Everyone who has a sexuality—and that is almost all human adults—is stuck back in the animal ages with regard to their sexual impulses. In such a relatively well-ordered society as ours, most people can control themselves. But some can’t. They are a danger to others, and they need to be educated, rehabilitated, medicated, or killed. They are set up to fail, not even by society but by their own bodies. It’s terrible. And the destruction they cause to others (and themselves) is terrible. And, oftentimes, they build a worldview around their violent sexual desires that is repulsive and odious and terrible all on its own. Did I mention that our animal legacy is, in some ways, pretty shitty?

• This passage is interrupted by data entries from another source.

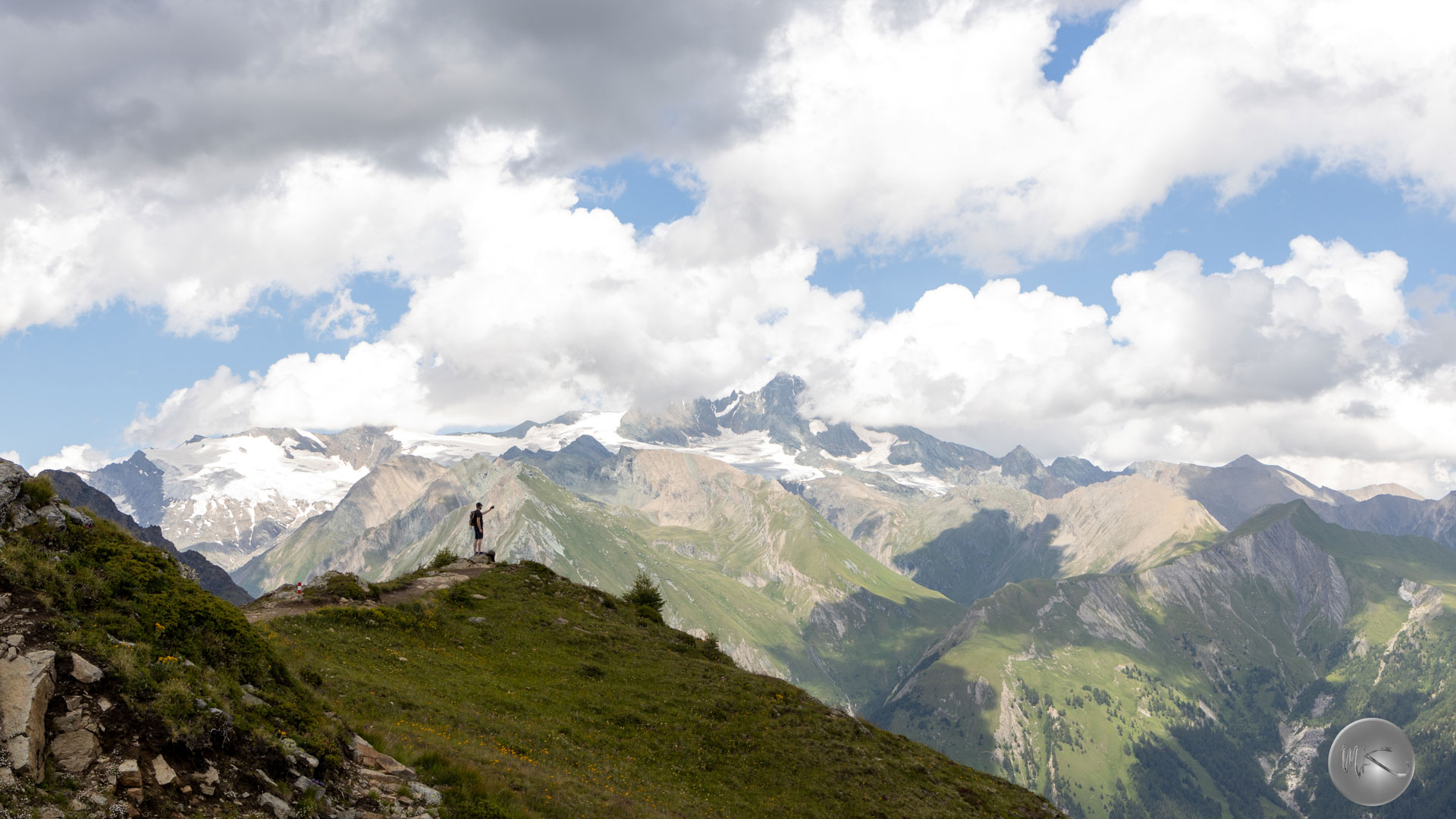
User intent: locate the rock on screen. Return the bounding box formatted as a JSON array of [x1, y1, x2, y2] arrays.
[[51, 729, 100, 774], [0, 647, 55, 781], [192, 765, 218, 786], [359, 768, 405, 792], [152, 756, 177, 786], [410, 783, 440, 805], [51, 708, 98, 735], [258, 792, 293, 819], [354, 736, 419, 781], [35, 503, 65, 529], [293, 775, 323, 792], [117, 759, 141, 789]]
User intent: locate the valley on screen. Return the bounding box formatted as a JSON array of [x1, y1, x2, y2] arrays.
[[51, 376, 1456, 819]]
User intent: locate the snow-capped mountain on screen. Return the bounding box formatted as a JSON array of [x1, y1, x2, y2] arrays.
[[82, 428, 387, 571], [71, 375, 1437, 585]]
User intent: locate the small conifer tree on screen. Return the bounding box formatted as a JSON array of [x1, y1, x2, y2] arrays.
[[622, 571, 663, 613]]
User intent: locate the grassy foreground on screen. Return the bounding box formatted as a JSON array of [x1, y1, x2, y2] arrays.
[[262, 563, 1057, 819]]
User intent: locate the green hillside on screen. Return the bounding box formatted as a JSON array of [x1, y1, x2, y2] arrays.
[[871, 501, 1456, 819], [266, 563, 1054, 819]]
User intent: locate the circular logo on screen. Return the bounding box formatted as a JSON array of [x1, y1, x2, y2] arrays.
[[1329, 717, 1415, 808]]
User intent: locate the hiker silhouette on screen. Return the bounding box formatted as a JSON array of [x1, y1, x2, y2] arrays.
[[470, 503, 495, 563]]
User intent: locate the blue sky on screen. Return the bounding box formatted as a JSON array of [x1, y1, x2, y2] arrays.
[[0, 0, 1456, 493], [0, 158, 1456, 463]]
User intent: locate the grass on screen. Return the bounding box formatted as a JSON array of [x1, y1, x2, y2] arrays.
[[0, 519, 347, 792], [268, 563, 1050, 817]]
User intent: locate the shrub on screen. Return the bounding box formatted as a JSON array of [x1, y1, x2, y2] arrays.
[[622, 571, 663, 612], [20, 478, 55, 509]]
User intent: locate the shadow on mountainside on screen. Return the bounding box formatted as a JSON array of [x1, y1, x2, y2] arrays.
[[891, 509, 1062, 606]]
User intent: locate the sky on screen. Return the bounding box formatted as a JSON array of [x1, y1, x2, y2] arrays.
[[0, 0, 1456, 497]]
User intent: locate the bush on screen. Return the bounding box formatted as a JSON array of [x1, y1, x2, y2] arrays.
[[20, 478, 55, 509], [622, 571, 663, 612]]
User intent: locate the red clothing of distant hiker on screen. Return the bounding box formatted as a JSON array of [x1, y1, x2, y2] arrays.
[[470, 503, 495, 554]]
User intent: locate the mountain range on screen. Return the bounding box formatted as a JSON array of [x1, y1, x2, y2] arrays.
[[59, 376, 1456, 819]]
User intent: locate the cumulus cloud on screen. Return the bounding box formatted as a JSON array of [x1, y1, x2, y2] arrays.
[[304, 290, 374, 338], [14, 0, 1456, 491], [675, 0, 1456, 265], [29, 443, 111, 475]]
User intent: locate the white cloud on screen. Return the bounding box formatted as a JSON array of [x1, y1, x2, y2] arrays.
[[14, 0, 1456, 491], [29, 443, 112, 475], [304, 290, 374, 338], [678, 0, 1456, 270]]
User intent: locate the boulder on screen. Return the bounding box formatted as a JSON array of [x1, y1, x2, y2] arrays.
[[71, 653, 105, 685], [51, 730, 100, 774], [353, 736, 419, 781], [410, 783, 441, 806], [117, 759, 141, 789], [0, 651, 55, 781], [258, 792, 293, 819], [152, 756, 177, 786]]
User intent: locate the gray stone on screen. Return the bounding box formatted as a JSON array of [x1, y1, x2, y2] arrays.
[[410, 783, 440, 805], [152, 756, 177, 786], [117, 759, 141, 789], [71, 653, 106, 685], [258, 792, 293, 819], [51, 730, 100, 774], [0, 651, 55, 781], [35, 503, 65, 529]]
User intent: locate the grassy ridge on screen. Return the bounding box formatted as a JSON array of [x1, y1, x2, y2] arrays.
[[268, 563, 1054, 819]]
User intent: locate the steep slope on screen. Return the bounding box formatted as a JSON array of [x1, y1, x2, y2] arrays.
[[236, 449, 964, 708], [1313, 493, 1456, 549], [269, 563, 1057, 819], [82, 427, 397, 571], [1339, 484, 1426, 500], [1128, 455, 1354, 529], [802, 475, 1223, 605], [39, 469, 253, 606], [871, 501, 1456, 819], [234, 455, 446, 593], [0, 460, 393, 817]]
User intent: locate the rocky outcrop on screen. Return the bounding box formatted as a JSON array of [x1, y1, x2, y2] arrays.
[[0, 645, 55, 781]]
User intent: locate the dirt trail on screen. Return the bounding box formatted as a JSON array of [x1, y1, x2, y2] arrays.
[[243, 557, 495, 623]]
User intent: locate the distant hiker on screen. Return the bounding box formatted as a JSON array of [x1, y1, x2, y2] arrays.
[[470, 503, 495, 563]]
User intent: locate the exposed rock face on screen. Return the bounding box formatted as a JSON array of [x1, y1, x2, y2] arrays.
[[51, 729, 100, 774], [41, 469, 252, 606], [0, 651, 55, 781], [71, 653, 105, 685]]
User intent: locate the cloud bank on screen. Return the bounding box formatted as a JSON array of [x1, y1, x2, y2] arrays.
[[8, 0, 1456, 491]]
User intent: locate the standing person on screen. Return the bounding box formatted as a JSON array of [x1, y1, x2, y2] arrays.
[[470, 503, 495, 557]]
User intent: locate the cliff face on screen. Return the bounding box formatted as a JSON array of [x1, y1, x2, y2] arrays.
[[872, 501, 1456, 819], [41, 469, 253, 606]]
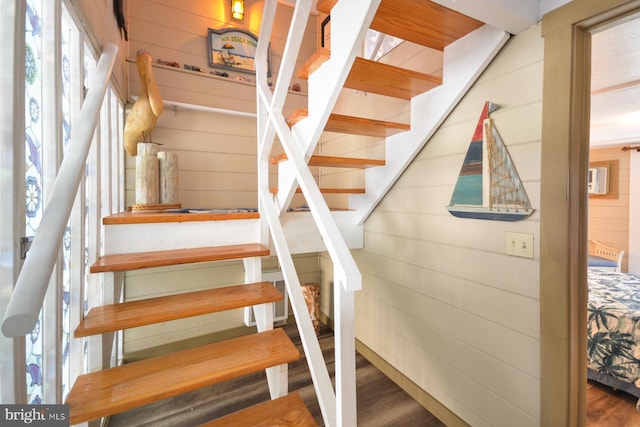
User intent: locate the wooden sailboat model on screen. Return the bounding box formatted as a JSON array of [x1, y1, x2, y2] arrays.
[[447, 102, 533, 221]]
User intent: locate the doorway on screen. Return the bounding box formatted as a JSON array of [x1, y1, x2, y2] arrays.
[[540, 0, 640, 426]]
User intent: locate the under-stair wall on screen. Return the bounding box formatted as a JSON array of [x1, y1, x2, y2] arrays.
[[352, 27, 543, 427]]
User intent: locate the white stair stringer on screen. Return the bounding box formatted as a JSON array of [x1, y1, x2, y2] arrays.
[[349, 25, 509, 224], [276, 0, 381, 212]]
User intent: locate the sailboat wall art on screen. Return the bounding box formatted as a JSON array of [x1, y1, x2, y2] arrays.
[[447, 102, 533, 221]]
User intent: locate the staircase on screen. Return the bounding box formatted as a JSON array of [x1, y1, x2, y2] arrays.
[[272, 0, 508, 224], [66, 213, 316, 426], [57, 0, 508, 426]]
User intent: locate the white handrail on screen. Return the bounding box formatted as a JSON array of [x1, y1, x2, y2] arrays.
[[255, 0, 362, 426], [2, 44, 118, 337]]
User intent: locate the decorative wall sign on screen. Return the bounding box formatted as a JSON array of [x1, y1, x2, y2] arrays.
[[209, 28, 271, 77], [320, 15, 331, 49], [448, 102, 533, 221]]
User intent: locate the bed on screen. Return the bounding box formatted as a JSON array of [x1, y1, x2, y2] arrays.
[[587, 237, 624, 273], [587, 267, 640, 410]]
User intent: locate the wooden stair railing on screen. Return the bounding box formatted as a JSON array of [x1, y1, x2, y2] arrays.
[[66, 329, 300, 424]]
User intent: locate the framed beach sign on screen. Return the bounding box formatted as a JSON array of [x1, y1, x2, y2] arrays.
[[208, 28, 271, 77]]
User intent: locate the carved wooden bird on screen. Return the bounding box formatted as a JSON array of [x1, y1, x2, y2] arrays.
[[124, 50, 163, 156]]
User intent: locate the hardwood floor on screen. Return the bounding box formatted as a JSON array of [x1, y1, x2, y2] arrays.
[[109, 325, 444, 427], [586, 381, 640, 427]]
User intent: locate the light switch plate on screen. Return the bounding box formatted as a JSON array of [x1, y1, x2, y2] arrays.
[[507, 231, 533, 258]]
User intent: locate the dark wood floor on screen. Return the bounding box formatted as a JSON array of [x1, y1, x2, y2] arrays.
[[109, 325, 444, 427], [587, 381, 640, 427]]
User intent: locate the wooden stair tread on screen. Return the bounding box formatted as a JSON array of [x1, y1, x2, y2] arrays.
[[90, 243, 269, 273], [74, 282, 283, 338], [316, 0, 483, 50], [287, 109, 411, 138], [297, 49, 442, 100], [200, 393, 318, 427], [271, 153, 386, 169], [65, 329, 300, 424], [102, 209, 260, 225], [271, 187, 365, 194]]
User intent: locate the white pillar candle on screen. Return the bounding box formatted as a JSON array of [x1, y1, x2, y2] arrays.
[[136, 142, 160, 205]]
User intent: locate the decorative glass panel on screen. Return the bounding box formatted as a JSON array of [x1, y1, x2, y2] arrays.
[[24, 0, 44, 403], [60, 4, 77, 401]]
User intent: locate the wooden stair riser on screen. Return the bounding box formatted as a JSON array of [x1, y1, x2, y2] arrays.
[[287, 110, 410, 138], [65, 329, 300, 424], [74, 282, 283, 338], [104, 217, 259, 254], [297, 49, 442, 100], [316, 0, 483, 50], [90, 243, 269, 273]]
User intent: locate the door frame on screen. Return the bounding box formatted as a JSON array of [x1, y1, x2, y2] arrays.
[[540, 0, 640, 426]]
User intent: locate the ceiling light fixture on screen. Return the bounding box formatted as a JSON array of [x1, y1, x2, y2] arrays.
[[231, 0, 244, 21]]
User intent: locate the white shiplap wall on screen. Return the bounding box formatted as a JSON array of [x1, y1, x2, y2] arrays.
[[321, 27, 543, 427], [120, 0, 318, 353]]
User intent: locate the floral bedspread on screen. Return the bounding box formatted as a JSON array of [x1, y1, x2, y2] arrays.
[[587, 268, 640, 387]]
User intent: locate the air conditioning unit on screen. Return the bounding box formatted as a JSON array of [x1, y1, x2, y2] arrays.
[[244, 270, 289, 326], [588, 167, 609, 194]]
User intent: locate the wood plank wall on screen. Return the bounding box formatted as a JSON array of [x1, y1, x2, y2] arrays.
[[589, 146, 631, 271], [321, 27, 543, 427]]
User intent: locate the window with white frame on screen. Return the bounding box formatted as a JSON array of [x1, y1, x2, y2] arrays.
[[17, 0, 124, 404]]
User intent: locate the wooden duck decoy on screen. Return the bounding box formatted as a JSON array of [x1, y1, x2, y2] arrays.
[[124, 50, 164, 156]]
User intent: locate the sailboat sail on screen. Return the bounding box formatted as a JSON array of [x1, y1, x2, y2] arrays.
[[448, 102, 533, 221]]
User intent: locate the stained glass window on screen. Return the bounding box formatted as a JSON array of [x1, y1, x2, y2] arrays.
[[24, 0, 44, 403], [60, 5, 77, 400]]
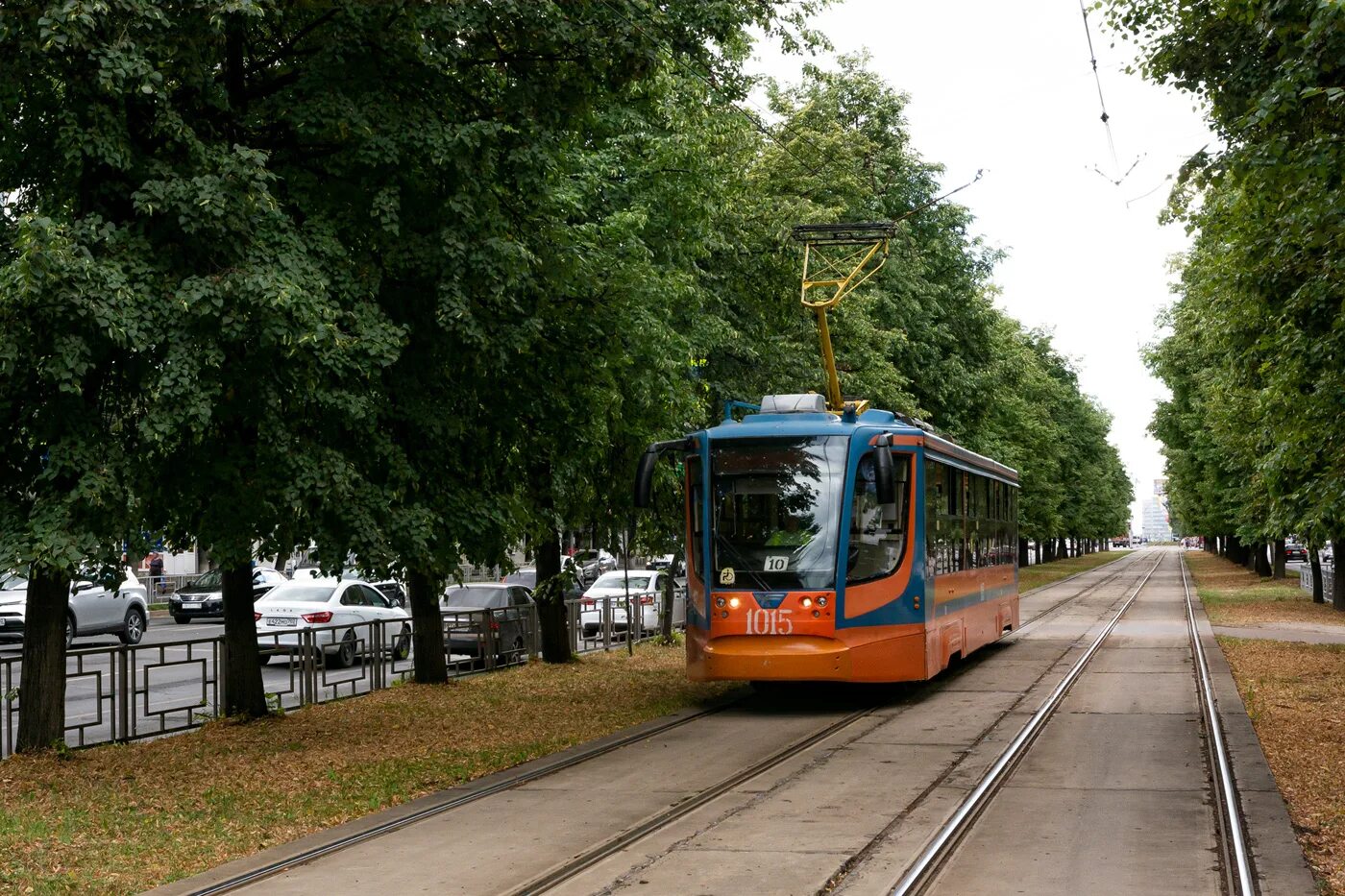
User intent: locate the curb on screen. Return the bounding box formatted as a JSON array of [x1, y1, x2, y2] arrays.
[[1181, 553, 1318, 896], [145, 688, 752, 896]]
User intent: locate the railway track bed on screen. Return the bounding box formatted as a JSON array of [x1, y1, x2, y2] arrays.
[[155, 551, 1311, 893]]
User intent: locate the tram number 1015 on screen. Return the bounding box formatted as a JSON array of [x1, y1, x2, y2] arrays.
[[747, 610, 794, 635]]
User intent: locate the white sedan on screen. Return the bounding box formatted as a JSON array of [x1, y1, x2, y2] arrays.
[[579, 569, 686, 638], [253, 577, 411, 667]]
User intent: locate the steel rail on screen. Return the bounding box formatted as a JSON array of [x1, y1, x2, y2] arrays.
[[189, 557, 1134, 896], [507, 708, 874, 896], [189, 698, 747, 896], [1180, 556, 1257, 896], [1005, 554, 1139, 638], [891, 556, 1163, 896]]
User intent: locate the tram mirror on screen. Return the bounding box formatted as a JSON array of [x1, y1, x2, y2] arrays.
[[873, 441, 897, 504], [635, 446, 659, 509]]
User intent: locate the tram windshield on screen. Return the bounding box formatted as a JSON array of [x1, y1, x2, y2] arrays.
[[710, 436, 847, 591]]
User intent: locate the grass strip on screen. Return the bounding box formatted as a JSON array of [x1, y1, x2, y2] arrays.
[[1186, 551, 1345, 896], [1218, 638, 1345, 896], [1186, 550, 1345, 631], [1018, 550, 1130, 593], [0, 644, 734, 893]]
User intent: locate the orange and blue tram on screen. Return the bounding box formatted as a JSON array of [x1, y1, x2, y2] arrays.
[[636, 394, 1018, 682]]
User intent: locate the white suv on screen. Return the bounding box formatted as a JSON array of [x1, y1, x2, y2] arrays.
[[0, 569, 149, 650]]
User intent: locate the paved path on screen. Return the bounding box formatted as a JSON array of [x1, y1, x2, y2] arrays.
[[150, 550, 1315, 896]]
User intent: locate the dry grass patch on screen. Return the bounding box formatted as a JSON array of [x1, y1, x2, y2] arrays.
[[1018, 550, 1130, 593], [0, 645, 730, 893], [1186, 550, 1345, 631], [1218, 638, 1345, 895]]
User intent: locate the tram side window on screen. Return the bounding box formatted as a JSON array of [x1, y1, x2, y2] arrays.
[[686, 457, 705, 574], [846, 453, 911, 584], [925, 460, 968, 576]]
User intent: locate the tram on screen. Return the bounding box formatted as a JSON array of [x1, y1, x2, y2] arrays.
[[635, 225, 1018, 682]]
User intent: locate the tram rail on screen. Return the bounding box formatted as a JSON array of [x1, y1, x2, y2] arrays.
[[891, 556, 1258, 896]]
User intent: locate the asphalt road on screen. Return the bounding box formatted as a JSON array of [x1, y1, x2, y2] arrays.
[[0, 618, 419, 747]]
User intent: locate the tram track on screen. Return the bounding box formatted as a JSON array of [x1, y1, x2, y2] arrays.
[[876, 557, 1258, 896], [526, 558, 1161, 896], [188, 548, 1157, 896]]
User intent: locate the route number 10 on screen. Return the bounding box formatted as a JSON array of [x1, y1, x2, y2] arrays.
[[747, 610, 794, 635]]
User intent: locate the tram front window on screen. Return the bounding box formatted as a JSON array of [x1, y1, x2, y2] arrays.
[[710, 436, 846, 591]]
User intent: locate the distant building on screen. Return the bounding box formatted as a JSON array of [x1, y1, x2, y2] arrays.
[[1139, 479, 1173, 541]]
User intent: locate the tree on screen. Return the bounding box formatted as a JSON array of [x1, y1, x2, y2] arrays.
[[1110, 0, 1345, 599]]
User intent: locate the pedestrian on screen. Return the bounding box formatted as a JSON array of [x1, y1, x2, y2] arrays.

Ultimately, the evil of sexual violence exists in the injuries and harm it causes...not in the underlying propensity toward it.
Violence and SophisticationAs for violence being sophisticated, that’s a harder one. Violence is inherently a primitive behavior, and the impulse to commit violence is primitive. Mature, rational-minded people only engage in violence when they have a good reason to do so. “Wanting” it is not a good reason.
Thus, after thinking it over for a while, I can’t say I know of any reason why people would justly find violence to be sophisticated, other than sheer ignorance.
(This isn’t to imply that the
form of violence cannot be sophisticated. We have created some truly remarkably exquisite forms of violence. It’s really amazing to think about all the ways there are to use technology to commit violence on people.)
I suspect that what people probably mean when they talk about violence being sophisticated is that the violence is committed by sophisticated people. Lots of folks here like Magus...so suave, so debonair, so intimidating and dangerous. Lots of folks like Ayla as well...whose worldview and social status are predicated on successfully committing violence. By her wisdom and power, she is in her own way a sophisticated person.
It’s not that the violence itself is sophisticated. The conflation that people may make is a mistake. I suspect that it has to do with the idea of dominance. Both violence and sophistication are generally understood as forms of dominance.
It’s interesting...before I even saw this post of yours, this morning I happened to be thinking about the original series
Star Trek episode, “Space Seed.” That’s the episode which introduces Khan, a genetically engineered superhuman who once ruled a quarter of the Earth before being defeated. He fled to the stars in cryogenic stasis, and was eventually picked up by the Enterprise. While there, he promptly attempted to murder Captain Kirk and seize the ship. But before it came to that, a member of the Enterprise crew, Marla McGivers, fell in love with him. She was the ship’s historian and had always romanticized the great rulers—Alexander, Napoleon, and so forth. When presented with a living, breathing Khan, she fell for him immediately. This demure, submissive person was sexually enthralled by the fantasy of being spirited away by a noble brute. And that’s exactly what happened. She went away with Khan at the end of the episode.
I remember it because it makes me bristle. But, whether I like it or not, many people feel that way. They see a sophisticated, vaguely threatening figure...and they swoon. And other people aspire to
be the sophisticated, vaguely threatening figure. Violence itself may not be sophisticated, but the idea of a sophisticated person using it can be irresistable.